At the foot of the stairs she hesitated, cradling the lifeless bundle in her arms, wondering where to take it, but these were his things: they belonged in his room.

She dropped the parcel on the floor beside the bed, and knelt down to look at the clothes. The smell was still there, but fainter now. This was hardly reassuring, since it meant she must have been imagining it, in part at least. On a sudden impulse, she began laying out the garments on the bed: the peaked cap, the tunic, the Sam Browne belt and revolver case, breeches, putties, boots … And there he was, his body shaped by the clothes he’d worn in life.

The smell was getting stronger again. Nothing else, nothing, could have made her want to imagine how he’d died. No words, no photographs, would have been powerful enough to break the taboo she’d imposed on herself: that the war was not to be acknowledged. But now smell, the most primitive of the senses, the one most closely linked to memory and desire, had swept all that away.
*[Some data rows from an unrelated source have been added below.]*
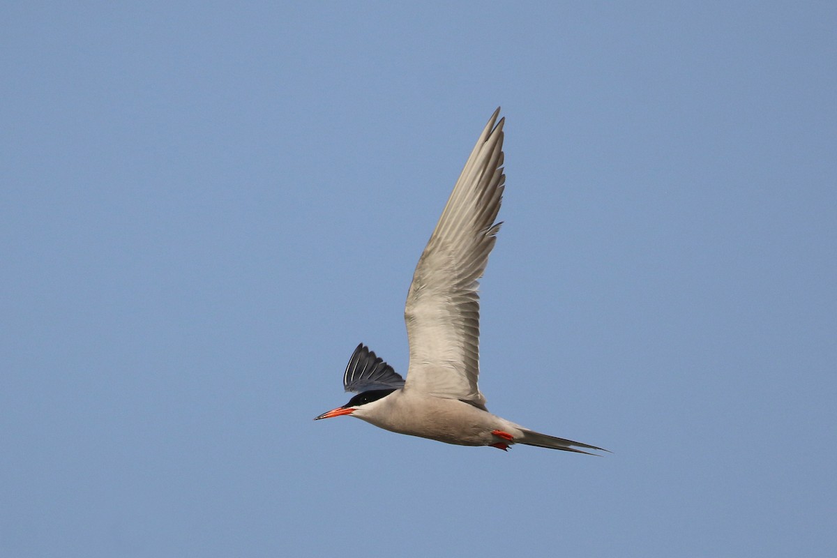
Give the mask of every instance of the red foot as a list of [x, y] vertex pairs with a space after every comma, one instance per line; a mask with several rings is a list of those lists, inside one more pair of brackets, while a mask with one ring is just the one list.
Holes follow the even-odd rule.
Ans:
[[[514, 442], [515, 440], [514, 436], [512, 436], [507, 432], [503, 432], [502, 430], [492, 430], [491, 433], [496, 436], [497, 438], [503, 438], [504, 440], [506, 440], [506, 442]], [[509, 451], [509, 444], [506, 443], [506, 442], [497, 442], [496, 443], [490, 443], [488, 445], [491, 446], [492, 448], [496, 448], [497, 449], [501, 449], [504, 452], [507, 452]]]
[[512, 436], [507, 432], [503, 432], [502, 430], [492, 430], [491, 433], [496, 436], [497, 438], [503, 438], [506, 442], [512, 442], [515, 439], [514, 436]]

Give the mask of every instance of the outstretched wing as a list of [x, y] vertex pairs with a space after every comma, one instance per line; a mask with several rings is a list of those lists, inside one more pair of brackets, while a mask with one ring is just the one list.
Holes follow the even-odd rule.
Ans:
[[413, 275], [404, 320], [406, 389], [485, 407], [480, 375], [478, 279], [494, 248], [502, 197], [503, 122], [498, 108], [476, 142]]
[[404, 379], [383, 359], [376, 356], [362, 343], [357, 346], [343, 374], [343, 387], [347, 392], [361, 393], [370, 390], [400, 389], [403, 387]]

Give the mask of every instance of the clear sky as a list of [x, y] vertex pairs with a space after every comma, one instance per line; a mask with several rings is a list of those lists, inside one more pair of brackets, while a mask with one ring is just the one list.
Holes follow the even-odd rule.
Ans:
[[[130, 5], [129, 5], [130, 4]], [[0, 555], [825, 556], [837, 3], [0, 8]], [[489, 408], [351, 417], [506, 117]]]

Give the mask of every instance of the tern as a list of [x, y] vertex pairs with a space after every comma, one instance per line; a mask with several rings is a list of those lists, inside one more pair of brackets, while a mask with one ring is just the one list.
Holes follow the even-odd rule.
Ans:
[[418, 259], [404, 320], [410, 360], [406, 381], [362, 343], [343, 375], [346, 405], [315, 420], [351, 415], [401, 434], [507, 450], [515, 443], [578, 453], [607, 451], [542, 434], [488, 412], [480, 392], [479, 279], [501, 223], [506, 175], [498, 108], [482, 131]]

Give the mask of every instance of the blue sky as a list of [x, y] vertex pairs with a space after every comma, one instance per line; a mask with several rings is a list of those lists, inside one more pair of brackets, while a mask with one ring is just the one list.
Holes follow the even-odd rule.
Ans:
[[[837, 5], [135, 4], [0, 8], [0, 554], [833, 552]], [[497, 105], [480, 387], [603, 458], [311, 420]]]

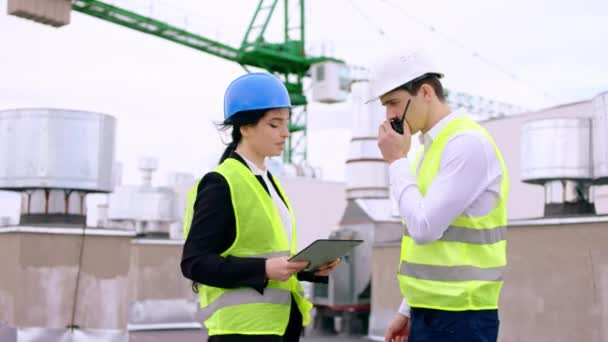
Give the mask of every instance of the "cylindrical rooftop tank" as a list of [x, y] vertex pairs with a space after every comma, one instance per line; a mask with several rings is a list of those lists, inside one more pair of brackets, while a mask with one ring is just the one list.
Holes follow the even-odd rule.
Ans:
[[100, 113], [0, 111], [0, 189], [112, 191], [115, 131]]
[[353, 135], [346, 161], [347, 198], [387, 198], [388, 165], [378, 148], [382, 109], [371, 98], [369, 82], [352, 84]]
[[522, 181], [544, 184], [550, 180], [591, 180], [589, 119], [529, 121], [522, 126], [521, 134]]
[[590, 119], [529, 121], [521, 133], [521, 179], [544, 186], [544, 215], [594, 214]]

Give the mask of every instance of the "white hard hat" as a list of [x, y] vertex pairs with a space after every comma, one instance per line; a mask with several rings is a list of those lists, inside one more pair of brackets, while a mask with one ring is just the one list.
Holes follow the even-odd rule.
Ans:
[[408, 82], [427, 74], [439, 72], [431, 59], [420, 51], [399, 51], [381, 58], [371, 70], [370, 88], [372, 98], [366, 103], [375, 101], [380, 96], [394, 90]]

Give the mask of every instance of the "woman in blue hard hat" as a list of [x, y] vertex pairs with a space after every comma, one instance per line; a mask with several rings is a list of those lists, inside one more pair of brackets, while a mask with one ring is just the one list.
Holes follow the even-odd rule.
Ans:
[[316, 273], [290, 262], [296, 224], [265, 158], [289, 137], [291, 102], [267, 73], [235, 79], [224, 95], [232, 142], [220, 165], [188, 195], [181, 269], [194, 282], [209, 341], [298, 341], [312, 304], [299, 280], [327, 282], [336, 262]]

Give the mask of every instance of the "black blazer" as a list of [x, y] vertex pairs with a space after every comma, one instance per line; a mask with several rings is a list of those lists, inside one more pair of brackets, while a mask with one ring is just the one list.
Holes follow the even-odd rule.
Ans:
[[[245, 166], [247, 163], [236, 152], [234, 158]], [[268, 192], [261, 176], [256, 176]], [[271, 183], [283, 202], [274, 180]], [[270, 196], [270, 192], [268, 192]], [[263, 293], [268, 284], [266, 260], [240, 258], [220, 254], [227, 250], [236, 238], [236, 219], [226, 179], [217, 172], [207, 173], [198, 185], [190, 232], [184, 243], [181, 269], [184, 277], [195, 283], [221, 287], [252, 287]], [[317, 277], [310, 272], [298, 273], [298, 279], [327, 283], [327, 277]]]

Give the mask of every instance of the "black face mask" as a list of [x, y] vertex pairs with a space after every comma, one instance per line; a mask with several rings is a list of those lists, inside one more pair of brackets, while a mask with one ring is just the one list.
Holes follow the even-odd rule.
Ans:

Bullet wound, bayonet wound, shrapnel? She saw him staggering on a few paces before collapsing, lying under the patient stars, alone. Only that was nonsense, of course; if he’d died like that there’d have been a body. A grave. Even the cadaver she’d worked on all those years ago had been buried in the end. What she couldn’t grasp was the idea of a human being disintegrating; nothing left, not even a pile of greasy bones. And in only a second. Painless, everybody said. Yes, but also inhuman. Outside the natural order of things.